A common line in the farm crisis of the 1970s, when tens of thousands lost their land, was the problem of being “land rich and dirt poor,” where if your grandfather had paid off the land, you might survive, but if not, you were going under. A headline in the Wall Street Journal on the vultures circling desperate home owners was reminiscent, speaking of the numbers of people who were “home rich and cash poor.” The story noted a disturbing statistic,
Some 3.5 million home loans—a 7.01% share—were in forbearance as of Sept. 6, according to the Mortgage Bankers Association. Many more borrowers are behind on their payments but not in forbearance programs with their lenders.
The disaster profiteers are making single family homes their war zone whether outside of city center cores or in the suburbs, and they are rolling in money. The big winners then are now among the nation’s largest landlords.
So far these companies have reported record occupancy, on-time rent collection on par with historical averages and rising rents. Shares of … Invitation Homes Inc. and American Homes 4 Rent, are up 79% and 59%, respectively, since stocks bottomed….

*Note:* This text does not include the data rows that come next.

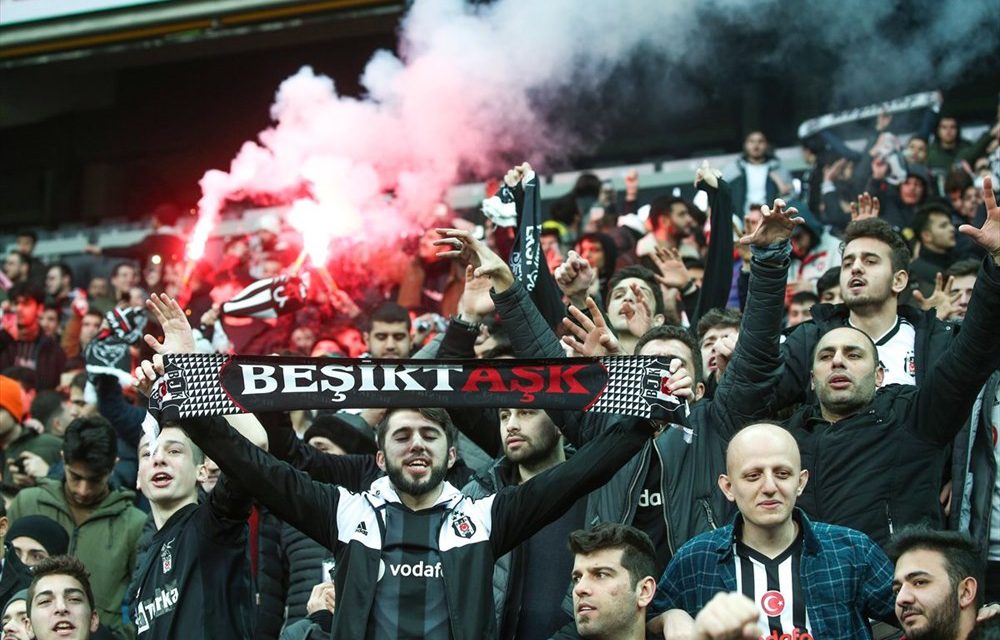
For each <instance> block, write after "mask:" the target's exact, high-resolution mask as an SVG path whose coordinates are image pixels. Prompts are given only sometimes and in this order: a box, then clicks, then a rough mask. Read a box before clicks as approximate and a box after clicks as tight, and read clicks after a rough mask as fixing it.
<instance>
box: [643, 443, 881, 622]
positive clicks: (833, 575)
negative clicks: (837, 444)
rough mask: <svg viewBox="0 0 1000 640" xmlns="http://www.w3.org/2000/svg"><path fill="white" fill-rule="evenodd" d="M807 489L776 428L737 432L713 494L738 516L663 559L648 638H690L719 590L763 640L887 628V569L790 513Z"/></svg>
mask: <svg viewBox="0 0 1000 640" xmlns="http://www.w3.org/2000/svg"><path fill="white" fill-rule="evenodd" d="M808 482H809V471H808V470H807V469H803V468H802V463H801V460H800V455H799V448H798V445H797V443H796V441H795V438H794V437H793V436H792V435H791V434H790V433H789V432H788V431H786V430H785V429H784V428H782V427H780V426H778V425H775V424H769V423H760V424H755V425H752V426H749V427H747V428H745V429H743V430H741V431H740V432H739V433H737V434H736V436H735V437H733V439H732V440H731V441H730V443H729V447H728V449H727V450H726V473H724V474H721V475H720V476H719V489H720V490H721V491H722V492H723V494H724V495H725V496H726V499H728V500H729V501H730V502H733V503H735V504H736V508H737V510H738V513H737V515H736V517H735V519H734V520H733V522H731V523H730V524H728V525H726V526H724V527H721V528H719V529H716V530H715V531H711V532H708V533H703V534H701V535H699V536H697V537H695V538H693V539H692V540H691V541H690V542H688V543H687V544H685V545H684V546H683V547H681V548H680V550H679V551H678V552H677V555H675V556H674V558H673V559H672V560H671V561H670V564H669V565H668V566H667V570H666V571H665V572H664V574H663V576H662V577H661V578H660V582H659V584H658V585H657V589H656V598H655V599H654V601H653V606H652V607H651V612H652V615H653V616H655V617H653V618H652V619H651V620H650V622H649V625H648V631H650V632H652V633H663V634H664V637H666V638H671V637H675V636H676V637H688V636H687V635H685V634H692V635H694V629H695V623H694V617H695V616H697V615H698V614H699V612H701V611H702V610H703V609H704V608H705V607H706V606H708V604H709V602H710V601H711V600H712V599H713V597H715V596H716V595H717V594H719V593H723V592H735V593H740V594H742V595H743V596H745V597H746V598H749V599H750V600H751V601H753V603H754V605H755V606H756V607H757V610H758V614H759V617H758V618H757V627H758V629H757V630H758V634H757V635H759V637H761V638H800V639H802V640H811V639H812V638H871V637H872V633H871V628H870V626H869V623H868V621H869V619H870V618H874V619H877V620H884V621H886V622H893V621H895V615H894V609H893V606H894V605H893V593H892V563H890V562H889V559H888V558H887V557H886V555H885V553H883V552H882V550H881V549H880V548H879V547H878V545H876V544H875V543H874V542H873V541H872V540H871V538H869V537H868V536H866V535H864V534H863V533H861V532H859V531H854V530H852V529H848V528H846V527H839V526H835V525H829V524H822V523H819V522H812V521H810V520H809V518H808V517H806V515H805V514H804V513H803V512H802V511H801V510H800V509H797V508H796V506H795V502H796V500H797V499H798V497H799V495H801V494H802V492H803V491H804V489H805V487H806V486H807V484H808Z"/></svg>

The vultures may not be as large outside of the suburbs, but they are as ravenous. An article in Shelterforce referencing a recent report on all-cash purchases in New York City made this critical and disturbing observation,
Because COVID-19 has an outsized impact on lower-income Black and Latino families, it will intensify the disadvantage these families have in the face of cash purchasers who use their resources to pick up single-family homes, co-ops, and condos,” reads the report. It could also result in rising prices and fewer affordable homes available for sale overall, a potential increase in the number of distressed neighborhoods anchored by fewer local landlords or homeowners, and a growing concentration of housing in a small number of for-profit hands.
Shelterforce notes that some community developers in some cities are better situated to protect some of this housing as affordable and to modify some of the properties they acquire, but if the impact of this depression is anywhere near that of 2007-2008, it will be a drop in the ocean in most of the country.
Once again, we have to fear that without a huge federal and state response, this isn’t going to end well for millions of families.